Of course, as we look back over history we find that in many ways this has been the “norm” for human beings – stable, predictable, safe periods of life are relatively few and far between. From wars to whooping cough, from political unrest to the plague, human history is riddled with crises. We in the West have perhaps been very blessed up until now in this time period, without truly being aware of it (although Fred Dagg's classic song, “We don't know how lucky we are,” should have been a reminder!). In many ways, especially in the West, we have tended to have an over-inflated sense of control about our lives and about how we operate on this planet as a species. It seems inconceivable that a simple virus can effect our sophisticated societies so radically when we think we have control over so many aspects of nature (from mowing our lawns to cloning sheep), and when we seem to know so much about the universe (from the innermost workings of atoms through to what is going on in galaxies light years away). To be at the mercy of something as basic as a virus seems at odds with our sense of superiority as human beings, especially as Westerners.

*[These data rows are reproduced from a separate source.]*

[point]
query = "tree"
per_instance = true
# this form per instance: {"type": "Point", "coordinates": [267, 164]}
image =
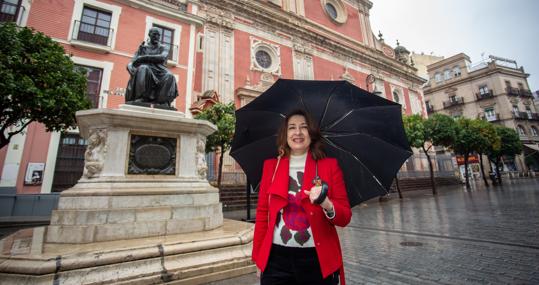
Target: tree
{"type": "Point", "coordinates": [439, 130]}
{"type": "Point", "coordinates": [488, 139]}
{"type": "Point", "coordinates": [414, 126]}
{"type": "Point", "coordinates": [510, 146]}
{"type": "Point", "coordinates": [222, 115]}
{"type": "Point", "coordinates": [466, 142]}
{"type": "Point", "coordinates": [39, 83]}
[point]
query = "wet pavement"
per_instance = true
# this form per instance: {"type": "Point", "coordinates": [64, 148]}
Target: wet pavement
{"type": "Point", "coordinates": [477, 236]}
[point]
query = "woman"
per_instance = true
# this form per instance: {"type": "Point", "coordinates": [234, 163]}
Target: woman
{"type": "Point", "coordinates": [295, 240]}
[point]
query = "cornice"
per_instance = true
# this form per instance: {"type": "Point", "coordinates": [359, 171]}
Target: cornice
{"type": "Point", "coordinates": [478, 74]}
{"type": "Point", "coordinates": [165, 10]}
{"type": "Point", "coordinates": [273, 19]}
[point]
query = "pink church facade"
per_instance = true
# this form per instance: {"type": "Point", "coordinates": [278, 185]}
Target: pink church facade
{"type": "Point", "coordinates": [236, 48]}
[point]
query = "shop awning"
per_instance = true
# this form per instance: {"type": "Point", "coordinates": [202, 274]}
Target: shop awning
{"type": "Point", "coordinates": [532, 146]}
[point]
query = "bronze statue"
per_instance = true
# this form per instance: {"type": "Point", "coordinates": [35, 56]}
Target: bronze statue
{"type": "Point", "coordinates": [151, 84]}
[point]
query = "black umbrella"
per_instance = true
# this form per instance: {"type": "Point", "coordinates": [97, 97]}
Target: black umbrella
{"type": "Point", "coordinates": [362, 130]}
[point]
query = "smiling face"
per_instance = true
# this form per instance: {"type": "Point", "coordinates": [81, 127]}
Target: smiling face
{"type": "Point", "coordinates": [297, 135]}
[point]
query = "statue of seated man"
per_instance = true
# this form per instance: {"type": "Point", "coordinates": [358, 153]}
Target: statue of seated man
{"type": "Point", "coordinates": [151, 83]}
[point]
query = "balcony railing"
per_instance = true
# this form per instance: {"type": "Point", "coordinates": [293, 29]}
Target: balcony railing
{"type": "Point", "coordinates": [520, 115]}
{"type": "Point", "coordinates": [490, 117]}
{"type": "Point", "coordinates": [454, 102]}
{"type": "Point", "coordinates": [534, 116]}
{"type": "Point", "coordinates": [10, 12]}
{"type": "Point", "coordinates": [92, 33]}
{"type": "Point", "coordinates": [526, 93]}
{"type": "Point", "coordinates": [430, 109]}
{"type": "Point", "coordinates": [489, 94]}
{"type": "Point", "coordinates": [512, 91]}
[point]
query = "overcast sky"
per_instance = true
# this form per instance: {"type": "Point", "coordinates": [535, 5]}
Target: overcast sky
{"type": "Point", "coordinates": [504, 28]}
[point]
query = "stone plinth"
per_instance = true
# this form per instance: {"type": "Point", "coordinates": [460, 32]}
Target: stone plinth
{"type": "Point", "coordinates": [192, 258]}
{"type": "Point", "coordinates": [144, 176]}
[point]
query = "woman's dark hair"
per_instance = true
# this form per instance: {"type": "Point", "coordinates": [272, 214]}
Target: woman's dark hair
{"type": "Point", "coordinates": [316, 146]}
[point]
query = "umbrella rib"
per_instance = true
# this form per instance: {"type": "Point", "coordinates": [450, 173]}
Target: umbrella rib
{"type": "Point", "coordinates": [249, 110]}
{"type": "Point", "coordinates": [353, 110]}
{"type": "Point", "coordinates": [337, 135]}
{"type": "Point", "coordinates": [327, 105]}
{"type": "Point", "coordinates": [358, 160]}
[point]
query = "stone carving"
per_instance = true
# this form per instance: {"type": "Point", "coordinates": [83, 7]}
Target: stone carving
{"type": "Point", "coordinates": [202, 167]}
{"type": "Point", "coordinates": [151, 83]}
{"type": "Point", "coordinates": [94, 157]}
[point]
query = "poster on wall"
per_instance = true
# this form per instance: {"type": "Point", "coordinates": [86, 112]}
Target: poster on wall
{"type": "Point", "coordinates": [34, 173]}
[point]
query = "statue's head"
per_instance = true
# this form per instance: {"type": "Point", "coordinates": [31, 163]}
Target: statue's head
{"type": "Point", "coordinates": [154, 35]}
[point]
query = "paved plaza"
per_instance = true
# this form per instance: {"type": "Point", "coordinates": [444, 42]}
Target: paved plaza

Crises such as this have often reminded people throughout history that the universe is a potent mix of beauty, order and joy, as well as chaos, injustice, and misery. While we are not as in control of this universe as we would like to think, we are in the hands of a God who created both the sun's beautiful corona and the deadly coronavirus. In the Old Testament, the character Job questions the nature of life, with its inexplicable tragedies, and God responds with questions to Job about both the wildness and the wonder of nature. We also read many Psalms where people questioned God about the injustices they were facing, and even Jesus is said to have quoted Psalm 22 when he was on the cross, asking God why he is being forsaken (Matthew 27.46, Mark 15.34). While there are few answers to the question “Why?” (Jesus himself gets no reply), and questions often lead on to other questions rather than answers, it seems the main thing to remember is that God is with us no matter what we are going through, and is able to strengthen us and give us hope for the future. As St Paul says in his letter to the church in Rome, while they lived under the constant threat of persecution, “I am convinced that neither death, nor life, nor angels, nor rulers, nor things present, nor things to come, nor powers, nor height, nor depth, nor anything else in all creation, will be able to separate us from the love of God in Christ Jesus our Lord” (8.38-39). This includes Covid 19!
We will inevitably have to face challenges and crises in life, as individuals and as a species, but God is with us and loves us, kindness is never cancelled even if our overseas travel has been, and the light and hope of dawn will eventually appear even after the darkest of nights. In all the chaos and uncertainty of life, we can hold onto these things at least!